My house was in contract, and I now had 6 weeks until I was moving back to Ohio. I was excited about going back to the US, and leaving Canada. I was done with Calgary. But fear also struck and struck large. I would now be moving across the continent, and driving with my 85 pound lab. How could I do that? I had driven between Atlanta and Columbus by myself, but never across 2 countries, and with a dog.
Fortunately, I had a good friend who was in need of an adventure, and volunteered to join me. She had also gone through a betrayal, and we were in the same place. It was a perfect idea. She flew up to Calgary a week before I left my home. I enjoyed showing her around Calgary. My tribe of women had grown by this time, and we all got together quite a few times for my final celebrations.
And suddenly it was time to leave that home. We left early in the morning. As I looked back in my rear view mirror many times as I left Calgary, all I could do was cry. How did this ever happen to me? How did I become a betrayed spouse?
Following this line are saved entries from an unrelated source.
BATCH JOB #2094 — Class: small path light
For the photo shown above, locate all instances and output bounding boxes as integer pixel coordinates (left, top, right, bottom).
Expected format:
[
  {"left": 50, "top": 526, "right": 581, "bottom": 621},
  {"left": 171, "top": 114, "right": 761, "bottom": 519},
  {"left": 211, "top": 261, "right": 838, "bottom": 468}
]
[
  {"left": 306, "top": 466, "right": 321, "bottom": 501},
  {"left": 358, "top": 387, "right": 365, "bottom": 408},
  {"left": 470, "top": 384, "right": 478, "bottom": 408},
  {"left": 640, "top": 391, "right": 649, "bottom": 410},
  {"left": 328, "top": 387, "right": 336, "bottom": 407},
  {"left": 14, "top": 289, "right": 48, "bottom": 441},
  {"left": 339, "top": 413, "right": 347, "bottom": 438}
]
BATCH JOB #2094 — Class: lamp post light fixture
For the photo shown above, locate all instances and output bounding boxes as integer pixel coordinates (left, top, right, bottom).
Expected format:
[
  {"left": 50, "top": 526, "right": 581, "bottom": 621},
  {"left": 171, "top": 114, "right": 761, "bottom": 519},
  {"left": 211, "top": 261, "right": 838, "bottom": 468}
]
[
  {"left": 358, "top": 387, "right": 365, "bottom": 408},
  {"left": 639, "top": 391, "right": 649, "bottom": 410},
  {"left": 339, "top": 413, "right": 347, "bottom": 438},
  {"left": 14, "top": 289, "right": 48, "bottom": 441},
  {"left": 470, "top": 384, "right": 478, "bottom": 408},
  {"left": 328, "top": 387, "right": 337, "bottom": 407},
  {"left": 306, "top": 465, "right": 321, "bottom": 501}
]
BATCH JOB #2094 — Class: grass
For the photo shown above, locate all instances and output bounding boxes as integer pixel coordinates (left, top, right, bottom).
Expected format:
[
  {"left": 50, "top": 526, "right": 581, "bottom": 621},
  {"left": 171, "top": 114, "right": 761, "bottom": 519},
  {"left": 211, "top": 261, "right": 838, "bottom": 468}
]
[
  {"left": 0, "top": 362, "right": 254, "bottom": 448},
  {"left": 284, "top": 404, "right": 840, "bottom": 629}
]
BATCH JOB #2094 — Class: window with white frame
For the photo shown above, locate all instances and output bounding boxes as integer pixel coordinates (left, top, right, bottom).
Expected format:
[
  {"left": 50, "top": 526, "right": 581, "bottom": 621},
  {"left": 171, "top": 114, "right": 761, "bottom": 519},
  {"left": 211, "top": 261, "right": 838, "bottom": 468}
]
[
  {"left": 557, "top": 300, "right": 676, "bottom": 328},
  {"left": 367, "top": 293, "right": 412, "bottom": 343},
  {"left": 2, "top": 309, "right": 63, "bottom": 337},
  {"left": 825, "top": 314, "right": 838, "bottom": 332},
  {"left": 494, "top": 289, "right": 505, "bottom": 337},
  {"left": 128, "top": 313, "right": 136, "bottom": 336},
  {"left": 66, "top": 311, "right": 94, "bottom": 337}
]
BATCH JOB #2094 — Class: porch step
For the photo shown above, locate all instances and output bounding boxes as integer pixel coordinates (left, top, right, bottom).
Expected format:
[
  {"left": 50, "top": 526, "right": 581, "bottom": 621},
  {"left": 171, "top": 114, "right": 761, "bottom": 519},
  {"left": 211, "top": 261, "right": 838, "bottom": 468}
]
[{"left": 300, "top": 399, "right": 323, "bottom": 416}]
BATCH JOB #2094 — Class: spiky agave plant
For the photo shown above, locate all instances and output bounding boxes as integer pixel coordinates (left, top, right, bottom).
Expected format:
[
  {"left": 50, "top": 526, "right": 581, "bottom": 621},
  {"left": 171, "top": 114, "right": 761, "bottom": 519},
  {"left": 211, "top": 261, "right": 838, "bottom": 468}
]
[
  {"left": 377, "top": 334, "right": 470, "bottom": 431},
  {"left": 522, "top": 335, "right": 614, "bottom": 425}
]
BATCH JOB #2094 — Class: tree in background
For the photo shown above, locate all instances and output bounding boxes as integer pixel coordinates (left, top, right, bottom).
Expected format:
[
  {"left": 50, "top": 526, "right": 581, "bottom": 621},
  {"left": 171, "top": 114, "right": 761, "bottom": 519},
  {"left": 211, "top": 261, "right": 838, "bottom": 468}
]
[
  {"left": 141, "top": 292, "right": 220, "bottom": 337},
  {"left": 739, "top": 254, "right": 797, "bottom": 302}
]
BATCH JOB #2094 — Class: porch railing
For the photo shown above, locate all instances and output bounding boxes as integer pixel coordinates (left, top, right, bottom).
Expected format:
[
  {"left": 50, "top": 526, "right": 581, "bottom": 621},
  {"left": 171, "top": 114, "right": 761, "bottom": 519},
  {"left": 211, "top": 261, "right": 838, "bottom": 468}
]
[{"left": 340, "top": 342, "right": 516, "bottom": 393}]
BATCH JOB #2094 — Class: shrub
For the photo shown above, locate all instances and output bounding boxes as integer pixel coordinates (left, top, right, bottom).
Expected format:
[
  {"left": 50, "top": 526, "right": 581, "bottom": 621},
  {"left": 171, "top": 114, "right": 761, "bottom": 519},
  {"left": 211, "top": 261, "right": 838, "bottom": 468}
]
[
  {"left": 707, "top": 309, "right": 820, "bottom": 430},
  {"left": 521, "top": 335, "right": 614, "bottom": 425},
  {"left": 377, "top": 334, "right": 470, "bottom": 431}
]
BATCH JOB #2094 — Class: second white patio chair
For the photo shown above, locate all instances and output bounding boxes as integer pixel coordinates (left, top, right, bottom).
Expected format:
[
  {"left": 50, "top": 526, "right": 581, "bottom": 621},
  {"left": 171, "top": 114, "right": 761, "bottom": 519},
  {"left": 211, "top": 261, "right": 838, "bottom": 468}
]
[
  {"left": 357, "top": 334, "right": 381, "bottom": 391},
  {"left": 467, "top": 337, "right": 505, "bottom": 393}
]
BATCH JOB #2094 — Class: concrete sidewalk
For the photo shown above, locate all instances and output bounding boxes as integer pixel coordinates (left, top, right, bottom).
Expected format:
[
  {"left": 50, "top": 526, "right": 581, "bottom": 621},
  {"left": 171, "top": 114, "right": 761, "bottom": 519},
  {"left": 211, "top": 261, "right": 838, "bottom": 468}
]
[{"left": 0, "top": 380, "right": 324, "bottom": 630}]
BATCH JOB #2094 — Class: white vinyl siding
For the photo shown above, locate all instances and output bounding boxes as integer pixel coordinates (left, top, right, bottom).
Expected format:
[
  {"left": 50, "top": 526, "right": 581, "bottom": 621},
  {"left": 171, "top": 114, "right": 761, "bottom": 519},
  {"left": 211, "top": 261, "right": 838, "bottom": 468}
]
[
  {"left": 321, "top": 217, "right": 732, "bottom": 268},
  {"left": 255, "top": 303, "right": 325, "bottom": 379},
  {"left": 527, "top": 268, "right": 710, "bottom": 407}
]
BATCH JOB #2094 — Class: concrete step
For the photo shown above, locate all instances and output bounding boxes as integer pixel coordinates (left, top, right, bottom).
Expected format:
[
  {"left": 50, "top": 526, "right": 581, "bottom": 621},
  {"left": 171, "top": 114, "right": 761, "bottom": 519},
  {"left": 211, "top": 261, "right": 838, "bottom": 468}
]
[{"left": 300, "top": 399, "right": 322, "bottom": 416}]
Why was I now leaving my life with my then husband, while he was sharing his life with the other woman? Looking behind me just hurt. So with my girlfriend at my side, I knew I had to just keep looking forward. And together we turned this adventure into something wonderful.
As two women and a big dog, we set off down Highway 2 towards the US border. In Lethbridge, Alberta, we stopped at a park to walk the dog. The wind was howling, but the sun was shining. As we walked along, my phone rang. It was my then husband. And he was angry. He thought I took way too much stuff. OMG!! He didn’t help out at all during the entire home on the market and getting ready to move process. I had to do all the sorting and make all the decisions myself, which he did not just agree to but didn’t want any part of. I took more bags and boxes to Goodwill than I care to remember. I gave away a lot of stuff, and sold a few things. I took what was mine…my clothes, personal items, books, kitchen stuff and family items. I left him all the furniture. Though he had been living with his girlfriend for quite a few months already, he was angry at me for taking the silverware but leaving the plates that were wedding presents. He was also angry that I took the modem. It was weird. I was angry, sad and confused. How could he now complain about me taking a few things that I had to make the decision about, when he took my marriage and future from me. (I didn’t know it at the time that my future would be so much better). I made my points to him. He said he understood. And then that was it. We hung up, and 2 women and a dog were on the road again.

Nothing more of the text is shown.